We are not heroes, not politicians. Someone called us "troublemakers”. We are simple workers at the port of Genoa, but precisely because workers, we can only recognize ourselves in the founding values of the working class: The brotherhood between human beings, international solidarity. Because we know well, as everyone knows, that those men and women on the run and in search of hope will end up, in Italy as elsewhere, to do the most exploited work and for few money, hunted, enriching the same who shout loudly: “We don't want you and go back to your country.”
Well, they come here because our governments have destroyed their countries.
We believe that if the Sea Watch 3 is going to force the blockade that the government wants to maintain, it should find a real and active solidarity and all the strength that workers and anti-racists will be able to develop. As far as we are concerned, the Sea Watch 3 can set its course towards our port, they are welcome here.

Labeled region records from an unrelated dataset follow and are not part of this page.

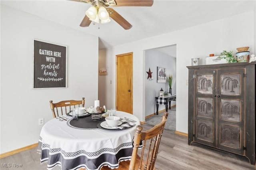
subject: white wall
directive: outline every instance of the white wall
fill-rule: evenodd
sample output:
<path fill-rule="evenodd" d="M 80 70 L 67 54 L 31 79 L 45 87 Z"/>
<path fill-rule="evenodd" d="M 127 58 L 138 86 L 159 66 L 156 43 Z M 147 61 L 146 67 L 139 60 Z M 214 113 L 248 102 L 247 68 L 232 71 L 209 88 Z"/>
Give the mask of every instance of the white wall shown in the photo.
<path fill-rule="evenodd" d="M 33 89 L 33 39 L 67 45 L 68 88 Z M 49 101 L 98 98 L 98 38 L 1 5 L 0 153 L 37 143 Z M 95 63 L 95 64 L 92 64 Z"/>
<path fill-rule="evenodd" d="M 176 58 L 171 57 L 155 49 L 151 49 L 145 51 L 145 116 L 153 114 L 156 112 L 156 106 L 155 97 L 159 96 L 159 91 L 162 88 L 164 91 L 169 92 L 169 87 L 167 82 L 157 83 L 157 67 L 160 67 L 166 69 L 166 77 L 171 74 L 173 77 L 172 87 L 172 94 L 176 94 Z M 152 74 L 154 79 L 148 79 L 148 74 L 149 68 L 153 72 Z M 176 104 L 175 101 L 172 101 L 171 105 Z M 158 111 L 165 110 L 165 105 L 159 105 Z"/>
<path fill-rule="evenodd" d="M 140 121 L 144 121 L 146 92 L 145 81 L 146 76 L 144 72 L 146 70 L 144 50 L 176 44 L 176 130 L 187 133 L 188 87 L 186 85 L 186 80 L 190 78 L 188 77 L 186 66 L 191 65 L 191 59 L 193 58 L 200 57 L 200 64 L 204 64 L 205 57 L 209 56 L 209 54 L 218 55 L 223 50 L 233 50 L 235 55 L 236 48 L 240 47 L 249 46 L 250 54 L 254 52 L 256 53 L 254 40 L 256 33 L 254 26 L 256 21 L 254 14 L 254 12 L 248 12 L 101 50 L 99 64 L 113 67 L 109 70 L 108 77 L 106 78 L 108 84 L 110 79 L 112 84 L 111 85 L 111 89 L 106 91 L 105 95 L 106 97 L 105 100 L 108 100 L 108 105 L 114 106 L 114 56 L 117 54 L 133 52 L 133 114 Z M 106 88 L 109 86 L 109 84 L 104 84 L 105 80 L 99 78 L 99 89 L 104 88 L 105 85 Z M 99 98 L 104 100 L 101 99 L 100 93 L 99 94 Z"/>

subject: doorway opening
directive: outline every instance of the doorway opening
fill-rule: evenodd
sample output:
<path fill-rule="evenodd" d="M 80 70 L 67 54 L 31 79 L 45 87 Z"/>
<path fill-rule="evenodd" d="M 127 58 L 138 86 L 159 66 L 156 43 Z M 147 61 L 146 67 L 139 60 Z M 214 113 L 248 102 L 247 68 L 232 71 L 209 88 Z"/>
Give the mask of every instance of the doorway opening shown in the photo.
<path fill-rule="evenodd" d="M 145 116 L 148 118 L 153 116 L 156 111 L 155 97 L 159 96 L 161 89 L 166 92 L 169 91 L 169 86 L 167 81 L 158 81 L 157 68 L 165 69 L 165 79 L 168 79 L 169 75 L 173 77 L 172 86 L 172 94 L 176 94 L 176 45 L 148 49 L 145 51 Z M 146 72 L 150 68 L 152 78 L 148 79 Z M 161 82 L 161 83 L 160 83 Z M 176 113 L 176 101 L 172 101 L 171 107 L 175 109 Z M 172 108 L 170 109 L 172 110 Z M 165 105 L 159 105 L 159 112 L 165 111 Z M 168 112 L 169 110 L 168 110 Z M 169 115 L 170 116 L 170 115 Z M 176 114 L 175 125 L 176 125 Z M 168 116 L 169 117 L 169 116 Z M 173 130 L 173 129 L 172 129 Z M 175 129 L 176 130 L 176 125 Z"/>

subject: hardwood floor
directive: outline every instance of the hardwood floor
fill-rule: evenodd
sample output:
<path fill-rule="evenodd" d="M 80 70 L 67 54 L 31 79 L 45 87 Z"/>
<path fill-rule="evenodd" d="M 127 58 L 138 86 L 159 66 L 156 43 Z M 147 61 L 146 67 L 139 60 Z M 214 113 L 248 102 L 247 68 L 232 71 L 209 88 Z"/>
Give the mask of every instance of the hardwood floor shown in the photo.
<path fill-rule="evenodd" d="M 152 127 L 146 124 L 142 126 L 144 130 Z M 187 143 L 187 137 L 164 129 L 156 163 L 156 170 L 256 169 L 256 167 L 250 164 L 245 157 L 196 143 L 190 146 Z M 40 164 L 40 155 L 36 153 L 36 148 L 0 159 L 0 163 L 1 170 L 46 169 L 46 163 Z M 9 163 L 12 167 L 6 167 Z M 22 164 L 22 166 L 14 167 L 13 164 Z M 60 170 L 60 168 L 56 166 L 53 169 Z"/>

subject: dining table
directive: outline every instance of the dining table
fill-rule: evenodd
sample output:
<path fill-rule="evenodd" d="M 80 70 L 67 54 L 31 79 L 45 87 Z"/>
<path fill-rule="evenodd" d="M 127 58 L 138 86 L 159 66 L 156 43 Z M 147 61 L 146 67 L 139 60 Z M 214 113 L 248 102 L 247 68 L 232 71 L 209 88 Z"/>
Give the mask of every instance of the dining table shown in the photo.
<path fill-rule="evenodd" d="M 43 126 L 38 152 L 41 164 L 47 163 L 47 169 L 57 166 L 69 170 L 98 170 L 104 166 L 114 168 L 120 161 L 130 160 L 139 119 L 117 111 L 115 115 L 120 118 L 119 126 L 109 127 L 105 120 L 107 115 L 103 114 L 102 119 L 95 121 L 92 115 L 85 113 L 75 120 L 67 114 L 61 116 L 65 120 L 57 117 Z"/>

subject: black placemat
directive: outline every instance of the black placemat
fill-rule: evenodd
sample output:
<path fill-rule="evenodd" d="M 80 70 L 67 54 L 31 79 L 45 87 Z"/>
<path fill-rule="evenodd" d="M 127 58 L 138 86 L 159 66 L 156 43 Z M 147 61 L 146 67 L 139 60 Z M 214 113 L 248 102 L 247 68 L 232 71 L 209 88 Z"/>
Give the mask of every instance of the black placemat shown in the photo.
<path fill-rule="evenodd" d="M 92 120 L 91 116 L 85 117 L 79 117 L 78 120 L 71 119 L 68 120 L 67 123 L 71 127 L 81 129 L 92 129 L 98 128 L 97 125 L 105 121 L 105 117 L 102 117 L 102 119 L 100 121 L 94 121 Z"/>

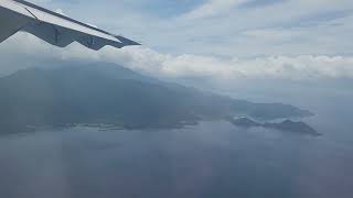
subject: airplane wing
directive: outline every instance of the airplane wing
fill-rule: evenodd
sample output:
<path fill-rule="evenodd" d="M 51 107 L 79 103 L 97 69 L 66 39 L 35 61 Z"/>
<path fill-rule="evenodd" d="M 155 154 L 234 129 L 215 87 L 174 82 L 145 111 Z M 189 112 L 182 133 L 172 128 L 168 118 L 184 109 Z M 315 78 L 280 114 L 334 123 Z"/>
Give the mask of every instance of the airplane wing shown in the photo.
<path fill-rule="evenodd" d="M 117 48 L 140 45 L 23 0 L 0 0 L 0 43 L 19 31 L 29 32 L 58 47 L 73 42 L 95 51 L 106 45 Z"/>

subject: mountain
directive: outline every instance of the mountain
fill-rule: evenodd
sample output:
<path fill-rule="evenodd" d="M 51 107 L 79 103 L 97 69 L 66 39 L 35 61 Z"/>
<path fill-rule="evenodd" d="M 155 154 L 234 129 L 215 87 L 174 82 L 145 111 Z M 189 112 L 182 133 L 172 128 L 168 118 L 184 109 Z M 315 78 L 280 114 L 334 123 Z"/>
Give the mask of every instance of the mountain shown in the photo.
<path fill-rule="evenodd" d="M 108 123 L 126 129 L 179 128 L 247 114 L 311 116 L 281 103 L 254 103 L 160 81 L 113 64 L 63 63 L 0 78 L 0 128 Z M 8 130 L 9 131 L 9 130 Z"/>
<path fill-rule="evenodd" d="M 314 136 L 321 135 L 318 133 L 313 128 L 308 125 L 304 122 L 295 122 L 291 120 L 285 120 L 282 122 L 276 123 L 276 122 L 265 122 L 265 123 L 259 123 L 256 122 L 249 118 L 242 117 L 238 119 L 232 119 L 229 120 L 234 125 L 238 125 L 242 128 L 268 128 L 268 129 L 275 129 L 279 131 L 287 131 L 287 132 L 293 132 L 297 134 L 310 134 Z"/>

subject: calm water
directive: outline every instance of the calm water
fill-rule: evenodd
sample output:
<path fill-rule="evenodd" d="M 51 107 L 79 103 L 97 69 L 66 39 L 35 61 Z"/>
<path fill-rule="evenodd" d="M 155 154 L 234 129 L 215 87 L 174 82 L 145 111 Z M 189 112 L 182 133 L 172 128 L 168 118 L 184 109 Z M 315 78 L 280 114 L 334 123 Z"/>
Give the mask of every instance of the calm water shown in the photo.
<path fill-rule="evenodd" d="M 306 102 L 318 113 L 307 121 L 321 138 L 221 121 L 1 136 L 0 197 L 351 198 L 352 108 L 344 98 L 331 101 Z"/>

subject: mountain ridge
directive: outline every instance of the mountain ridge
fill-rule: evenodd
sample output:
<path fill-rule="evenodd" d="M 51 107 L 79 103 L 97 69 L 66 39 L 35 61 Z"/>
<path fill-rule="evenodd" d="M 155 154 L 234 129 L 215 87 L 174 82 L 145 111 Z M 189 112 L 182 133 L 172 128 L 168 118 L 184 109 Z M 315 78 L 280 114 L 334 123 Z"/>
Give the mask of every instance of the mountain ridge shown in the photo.
<path fill-rule="evenodd" d="M 259 119 L 311 116 L 293 106 L 235 100 L 103 63 L 19 70 L 0 78 L 0 127 L 180 128 L 236 114 Z"/>

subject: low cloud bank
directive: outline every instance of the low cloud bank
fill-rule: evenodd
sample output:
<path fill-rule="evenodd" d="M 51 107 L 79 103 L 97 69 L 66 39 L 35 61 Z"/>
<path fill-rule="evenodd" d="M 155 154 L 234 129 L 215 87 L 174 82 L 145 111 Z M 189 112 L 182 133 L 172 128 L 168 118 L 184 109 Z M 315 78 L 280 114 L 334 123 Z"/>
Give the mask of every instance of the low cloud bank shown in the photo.
<path fill-rule="evenodd" d="M 353 57 L 351 56 L 300 55 L 221 58 L 192 54 L 162 54 L 145 46 L 122 50 L 105 47 L 99 52 L 94 52 L 77 43 L 66 48 L 53 47 L 26 33 L 19 33 L 0 45 L 1 59 L 12 58 L 13 63 L 14 56 L 35 59 L 109 62 L 162 78 L 353 79 Z M 21 63 L 23 59 L 21 59 L 18 58 L 18 65 L 23 64 Z"/>

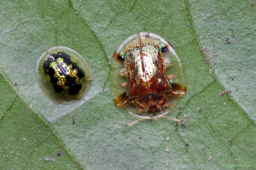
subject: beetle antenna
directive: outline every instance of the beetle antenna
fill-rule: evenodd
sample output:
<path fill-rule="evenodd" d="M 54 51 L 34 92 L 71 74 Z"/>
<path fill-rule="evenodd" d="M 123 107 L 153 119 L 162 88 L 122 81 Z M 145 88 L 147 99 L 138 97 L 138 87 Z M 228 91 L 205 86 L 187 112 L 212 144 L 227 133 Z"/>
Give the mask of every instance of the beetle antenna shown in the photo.
<path fill-rule="evenodd" d="M 180 120 L 178 119 L 176 119 L 176 118 L 174 118 L 173 117 L 168 117 L 168 116 L 163 116 L 163 117 L 164 117 L 165 118 L 168 118 L 168 119 L 170 119 L 171 120 L 174 120 L 175 121 L 178 121 L 179 122 L 180 122 L 181 121 L 183 121 L 184 120 Z"/>
<path fill-rule="evenodd" d="M 79 103 L 79 102 L 78 102 L 77 103 L 76 106 L 75 106 L 75 110 L 74 111 L 74 112 L 73 112 L 73 125 L 75 124 L 75 111 L 76 110 L 76 108 L 78 108 L 78 103 Z"/>

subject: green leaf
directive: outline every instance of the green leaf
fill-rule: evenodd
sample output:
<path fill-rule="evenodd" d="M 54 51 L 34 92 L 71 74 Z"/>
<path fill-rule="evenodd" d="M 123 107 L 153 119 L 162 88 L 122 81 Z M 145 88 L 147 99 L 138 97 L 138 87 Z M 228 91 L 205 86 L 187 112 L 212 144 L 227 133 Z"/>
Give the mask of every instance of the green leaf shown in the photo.
<path fill-rule="evenodd" d="M 2 1 L 1 167 L 255 168 L 255 5 L 250 2 Z M 182 61 L 187 93 L 167 115 L 182 123 L 161 118 L 123 126 L 137 118 L 116 106 L 108 62 L 119 44 L 141 31 L 168 40 Z M 36 80 L 39 57 L 58 46 L 83 57 L 94 78 L 74 125 L 76 104 L 53 103 Z M 207 54 L 200 50 L 204 46 Z M 214 65 L 210 57 L 215 54 Z M 59 157 L 59 149 L 63 153 Z"/>

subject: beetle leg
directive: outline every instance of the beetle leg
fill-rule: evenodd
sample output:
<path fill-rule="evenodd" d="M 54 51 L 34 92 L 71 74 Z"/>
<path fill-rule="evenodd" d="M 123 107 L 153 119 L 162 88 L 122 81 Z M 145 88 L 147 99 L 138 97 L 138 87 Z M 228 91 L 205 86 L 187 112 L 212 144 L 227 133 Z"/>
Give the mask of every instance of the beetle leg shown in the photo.
<path fill-rule="evenodd" d="M 138 109 L 138 110 L 137 111 L 137 114 L 138 114 L 138 115 L 140 115 L 141 114 L 141 113 L 142 112 L 142 111 L 143 110 L 141 110 L 141 109 Z"/>
<path fill-rule="evenodd" d="M 119 72 L 119 75 L 122 76 L 126 76 L 125 69 L 124 69 L 124 68 L 123 68 Z"/>
<path fill-rule="evenodd" d="M 165 68 L 167 68 L 173 65 L 173 62 L 172 61 L 165 61 L 164 63 L 165 64 Z"/>
<path fill-rule="evenodd" d="M 174 76 L 173 75 L 173 74 L 171 74 L 170 75 L 169 75 L 168 76 L 167 76 L 167 78 L 168 79 L 172 79 L 174 78 Z"/>
<path fill-rule="evenodd" d="M 124 88 L 125 87 L 127 86 L 127 82 L 123 82 L 123 83 L 121 83 L 120 84 L 120 86 L 123 88 Z"/>

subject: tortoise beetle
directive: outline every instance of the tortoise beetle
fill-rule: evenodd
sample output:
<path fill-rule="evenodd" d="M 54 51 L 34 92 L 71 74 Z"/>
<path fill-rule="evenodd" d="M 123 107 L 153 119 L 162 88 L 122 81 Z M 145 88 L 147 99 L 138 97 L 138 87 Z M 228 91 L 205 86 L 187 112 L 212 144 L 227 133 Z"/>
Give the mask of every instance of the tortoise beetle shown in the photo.
<path fill-rule="evenodd" d="M 132 35 L 119 46 L 109 77 L 117 105 L 124 106 L 128 112 L 141 118 L 167 114 L 186 91 L 181 62 L 173 47 L 148 32 Z"/>
<path fill-rule="evenodd" d="M 82 99 L 90 87 L 93 76 L 87 63 L 71 49 L 52 48 L 38 62 L 38 83 L 45 95 L 56 103 L 73 103 Z"/>

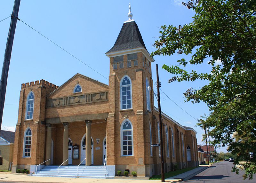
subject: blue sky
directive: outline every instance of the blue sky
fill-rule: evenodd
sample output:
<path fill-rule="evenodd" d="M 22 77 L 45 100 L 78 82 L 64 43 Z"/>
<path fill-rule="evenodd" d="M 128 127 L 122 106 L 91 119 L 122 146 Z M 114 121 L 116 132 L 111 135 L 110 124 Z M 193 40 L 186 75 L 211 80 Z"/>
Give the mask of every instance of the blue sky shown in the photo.
<path fill-rule="evenodd" d="M 132 18 L 137 23 L 147 49 L 160 36 L 159 27 L 164 24 L 178 26 L 189 23 L 195 14 L 181 5 L 179 0 L 147 1 L 21 0 L 18 17 L 63 47 L 90 67 L 108 78 L 109 59 L 105 53 L 114 45 L 124 21 L 127 20 L 131 3 Z M 0 1 L 0 20 L 12 13 L 14 0 Z M 0 22 L 0 66 L 2 66 L 10 18 Z M 158 64 L 161 89 L 194 117 L 209 113 L 204 103 L 184 102 L 183 93 L 190 87 L 198 88 L 207 84 L 203 81 L 168 83 L 172 76 L 161 68 L 164 64 L 177 65 L 176 61 L 189 56 L 174 54 L 156 56 L 152 64 L 152 78 L 156 80 Z M 209 59 L 210 60 L 210 59 Z M 205 64 L 188 67 L 209 72 Z M 108 80 L 81 63 L 22 22 L 16 28 L 9 70 L 2 130 L 15 130 L 17 122 L 21 84 L 43 79 L 58 86 L 76 73 L 106 84 Z M 153 87 L 156 91 L 155 86 Z M 198 144 L 204 131 L 195 127 L 196 121 L 169 99 L 161 95 L 163 112 L 182 125 L 197 132 Z M 155 99 L 155 106 L 157 102 Z M 204 143 L 205 144 L 205 143 Z M 226 151 L 225 148 L 218 151 Z"/>

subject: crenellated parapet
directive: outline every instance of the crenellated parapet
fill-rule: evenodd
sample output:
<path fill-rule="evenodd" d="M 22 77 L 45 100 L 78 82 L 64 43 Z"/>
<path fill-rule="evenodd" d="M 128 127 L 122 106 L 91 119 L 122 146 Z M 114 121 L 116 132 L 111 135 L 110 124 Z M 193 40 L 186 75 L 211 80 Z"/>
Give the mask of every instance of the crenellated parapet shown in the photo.
<path fill-rule="evenodd" d="M 36 81 L 35 82 L 32 81 L 30 83 L 26 83 L 25 84 L 22 83 L 21 84 L 21 89 L 26 87 L 35 86 L 40 86 L 43 85 L 45 86 L 52 87 L 54 89 L 54 90 L 57 89 L 59 87 L 59 86 L 58 86 L 53 84 L 51 83 L 50 83 L 47 81 L 45 81 L 44 79 L 41 79 L 40 81 Z"/>

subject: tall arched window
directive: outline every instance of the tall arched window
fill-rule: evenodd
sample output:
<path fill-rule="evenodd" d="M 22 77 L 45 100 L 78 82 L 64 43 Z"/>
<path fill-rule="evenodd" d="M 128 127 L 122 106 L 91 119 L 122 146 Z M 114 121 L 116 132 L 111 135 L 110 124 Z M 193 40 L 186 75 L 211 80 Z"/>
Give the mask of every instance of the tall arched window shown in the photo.
<path fill-rule="evenodd" d="M 23 157 L 30 157 L 31 153 L 31 138 L 32 132 L 28 127 L 24 134 L 24 143 L 23 147 Z"/>
<path fill-rule="evenodd" d="M 185 152 L 184 150 L 184 139 L 183 137 L 183 133 L 181 133 L 181 141 L 182 141 L 182 151 L 183 153 L 183 157 L 185 157 Z"/>
<path fill-rule="evenodd" d="M 167 129 L 167 126 L 165 126 L 165 139 L 167 145 L 166 146 L 166 155 L 167 157 L 169 157 L 169 139 L 168 137 L 168 131 Z"/>
<path fill-rule="evenodd" d="M 121 125 L 121 146 L 122 156 L 133 155 L 133 133 L 131 122 L 125 119 Z"/>
<path fill-rule="evenodd" d="M 150 111 L 150 92 L 148 91 L 148 88 L 149 85 L 148 80 L 146 78 L 146 96 L 147 97 L 147 109 Z"/>
<path fill-rule="evenodd" d="M 158 134 L 158 143 L 160 143 L 160 127 L 159 126 L 159 123 L 157 122 L 157 134 Z M 159 151 L 159 157 L 161 156 L 161 151 L 160 150 L 160 147 L 158 147 Z"/>
<path fill-rule="evenodd" d="M 171 130 L 172 132 L 172 157 L 174 157 L 175 156 L 174 151 L 174 136 L 173 135 L 173 131 L 172 130 L 172 128 L 171 128 Z"/>
<path fill-rule="evenodd" d="M 120 84 L 120 101 L 121 109 L 132 108 L 132 81 L 127 76 L 123 77 Z"/>
<path fill-rule="evenodd" d="M 81 86 L 79 84 L 77 84 L 74 88 L 73 93 L 78 93 L 78 92 L 82 92 L 82 88 Z"/>
<path fill-rule="evenodd" d="M 152 134 L 151 131 L 151 123 L 150 123 L 150 121 L 149 122 L 149 135 L 150 135 L 150 144 L 152 144 Z M 153 156 L 153 151 L 152 149 L 152 147 L 150 147 L 150 155 Z"/>
<path fill-rule="evenodd" d="M 30 92 L 27 99 L 27 109 L 26 110 L 26 119 L 33 119 L 33 111 L 34 108 L 34 94 Z"/>

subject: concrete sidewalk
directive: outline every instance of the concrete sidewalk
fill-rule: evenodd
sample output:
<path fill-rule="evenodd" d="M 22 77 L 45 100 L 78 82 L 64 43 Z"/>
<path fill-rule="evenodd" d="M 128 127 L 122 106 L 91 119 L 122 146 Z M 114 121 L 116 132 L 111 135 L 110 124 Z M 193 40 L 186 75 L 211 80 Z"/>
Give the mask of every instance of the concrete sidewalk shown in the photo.
<path fill-rule="evenodd" d="M 177 182 L 188 180 L 196 174 L 205 170 L 208 165 L 200 165 L 200 167 L 165 179 L 166 182 Z M 129 178 L 126 178 L 129 179 Z M 71 178 L 70 177 L 36 177 L 26 174 L 11 174 L 10 172 L 0 172 L 0 182 L 8 182 L 19 183 L 160 183 L 161 180 L 137 180 L 132 179 L 88 179 L 86 178 Z"/>
<path fill-rule="evenodd" d="M 214 164 L 214 163 L 213 163 Z M 173 177 L 169 177 L 165 179 L 165 181 L 173 181 L 175 180 L 179 180 L 179 181 L 184 181 L 188 180 L 189 179 L 193 177 L 197 174 L 203 171 L 209 166 L 211 166 L 213 164 L 208 165 L 200 165 L 198 168 L 196 168 L 189 171 L 181 173 Z"/>

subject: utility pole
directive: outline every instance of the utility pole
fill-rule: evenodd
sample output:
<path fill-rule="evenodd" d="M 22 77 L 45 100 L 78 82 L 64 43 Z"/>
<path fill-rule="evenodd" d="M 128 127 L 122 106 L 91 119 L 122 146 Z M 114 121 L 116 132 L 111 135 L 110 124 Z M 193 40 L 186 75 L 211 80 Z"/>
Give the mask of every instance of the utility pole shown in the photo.
<path fill-rule="evenodd" d="M 158 76 L 158 65 L 156 66 L 156 87 L 157 88 L 157 102 L 158 102 L 158 110 L 159 114 L 159 123 L 160 127 L 160 149 L 161 152 L 161 180 L 164 182 L 164 150 L 163 144 L 163 128 L 162 128 L 162 115 L 161 114 L 161 105 L 160 103 L 160 92 L 159 88 L 161 86 L 160 82 L 159 81 Z"/>
<path fill-rule="evenodd" d="M 211 144 L 210 144 L 210 136 L 208 135 L 208 138 L 209 138 L 209 153 L 210 153 L 210 163 L 211 163 Z"/>
<path fill-rule="evenodd" d="M 206 148 L 207 151 L 207 158 L 208 159 L 208 165 L 209 165 L 209 155 L 208 154 L 208 146 L 207 145 L 207 135 L 206 134 L 206 128 L 204 126 L 204 134 L 205 135 L 205 141 L 206 142 Z"/>
<path fill-rule="evenodd" d="M 1 129 L 1 126 L 2 124 L 3 113 L 4 111 L 4 105 L 6 86 L 7 85 L 7 79 L 8 77 L 9 66 L 10 65 L 11 55 L 12 54 L 14 35 L 15 33 L 16 24 L 18 18 L 18 13 L 20 3 L 20 0 L 15 0 L 14 2 L 12 13 L 11 15 L 11 24 L 9 29 L 9 32 L 8 33 L 8 37 L 7 38 L 4 63 L 3 64 L 2 74 L 1 76 L 1 80 L 0 80 L 0 130 Z"/>

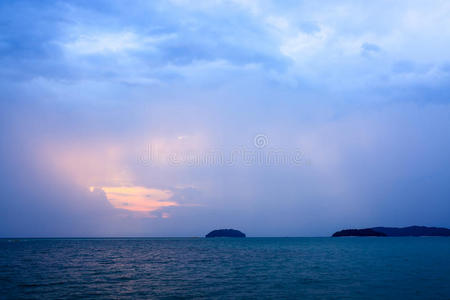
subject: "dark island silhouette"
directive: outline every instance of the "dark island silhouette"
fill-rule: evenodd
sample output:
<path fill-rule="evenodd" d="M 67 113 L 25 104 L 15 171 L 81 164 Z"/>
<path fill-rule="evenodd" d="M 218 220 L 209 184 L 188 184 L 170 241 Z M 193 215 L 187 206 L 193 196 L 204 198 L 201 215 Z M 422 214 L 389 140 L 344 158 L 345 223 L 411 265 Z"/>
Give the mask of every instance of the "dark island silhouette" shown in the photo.
<path fill-rule="evenodd" d="M 335 232 L 340 236 L 450 236 L 450 229 L 443 227 L 409 226 L 409 227 L 372 227 L 365 229 L 345 229 Z"/>
<path fill-rule="evenodd" d="M 213 238 L 213 237 L 245 237 L 245 233 L 240 232 L 239 230 L 235 229 L 217 229 L 213 230 L 210 233 L 208 233 L 206 238 Z"/>

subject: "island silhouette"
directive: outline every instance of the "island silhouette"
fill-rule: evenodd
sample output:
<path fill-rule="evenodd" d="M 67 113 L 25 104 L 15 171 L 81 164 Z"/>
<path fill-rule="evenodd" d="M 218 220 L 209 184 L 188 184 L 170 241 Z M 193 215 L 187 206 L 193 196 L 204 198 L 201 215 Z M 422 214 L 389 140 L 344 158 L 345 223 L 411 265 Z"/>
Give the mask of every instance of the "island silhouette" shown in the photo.
<path fill-rule="evenodd" d="M 365 229 L 344 229 L 335 232 L 333 237 L 341 236 L 450 236 L 450 229 L 443 227 L 372 227 Z"/>
<path fill-rule="evenodd" d="M 213 238 L 213 237 L 237 237 L 242 238 L 245 237 L 245 233 L 236 230 L 236 229 L 216 229 L 208 233 L 206 238 Z"/>

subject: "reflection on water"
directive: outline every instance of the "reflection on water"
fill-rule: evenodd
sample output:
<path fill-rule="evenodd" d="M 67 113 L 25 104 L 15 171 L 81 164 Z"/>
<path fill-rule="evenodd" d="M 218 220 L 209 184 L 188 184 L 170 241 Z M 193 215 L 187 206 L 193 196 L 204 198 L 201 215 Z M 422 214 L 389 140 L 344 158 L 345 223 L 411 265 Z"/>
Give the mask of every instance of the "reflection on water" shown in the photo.
<path fill-rule="evenodd" d="M 449 238 L 0 240 L 0 298 L 450 298 Z"/>

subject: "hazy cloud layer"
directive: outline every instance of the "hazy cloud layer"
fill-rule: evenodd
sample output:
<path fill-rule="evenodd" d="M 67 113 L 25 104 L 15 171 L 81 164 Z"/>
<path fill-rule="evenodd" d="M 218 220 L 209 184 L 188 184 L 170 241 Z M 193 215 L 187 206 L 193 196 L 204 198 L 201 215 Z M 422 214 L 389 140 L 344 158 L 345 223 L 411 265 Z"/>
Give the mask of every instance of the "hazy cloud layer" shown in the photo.
<path fill-rule="evenodd" d="M 2 236 L 450 226 L 446 1 L 0 13 Z"/>

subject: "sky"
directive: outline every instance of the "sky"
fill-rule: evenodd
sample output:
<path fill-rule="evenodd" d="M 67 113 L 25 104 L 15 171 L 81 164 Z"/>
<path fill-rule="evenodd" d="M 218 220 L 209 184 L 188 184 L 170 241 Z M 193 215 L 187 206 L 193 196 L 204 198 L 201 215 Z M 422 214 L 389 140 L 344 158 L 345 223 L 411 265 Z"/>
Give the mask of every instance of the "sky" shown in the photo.
<path fill-rule="evenodd" d="M 0 236 L 450 227 L 448 1 L 1 1 Z"/>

We can block the ports, but we can also open them.
In recent weeks, we have blocked twice, not alone, the load of a company - the Bahri - specialized in weapons traffic, as we were in the street to "explain” to the fascists and to those who protect them that in our city they have no hope.
While the 30th of June is arriving and Salvini is planning to come again to Genoa, we can only remind to everyone, and first of all to ourselves, that another strong point of the working class tradition is the struggle.
We know how to block the ports, we can do it again.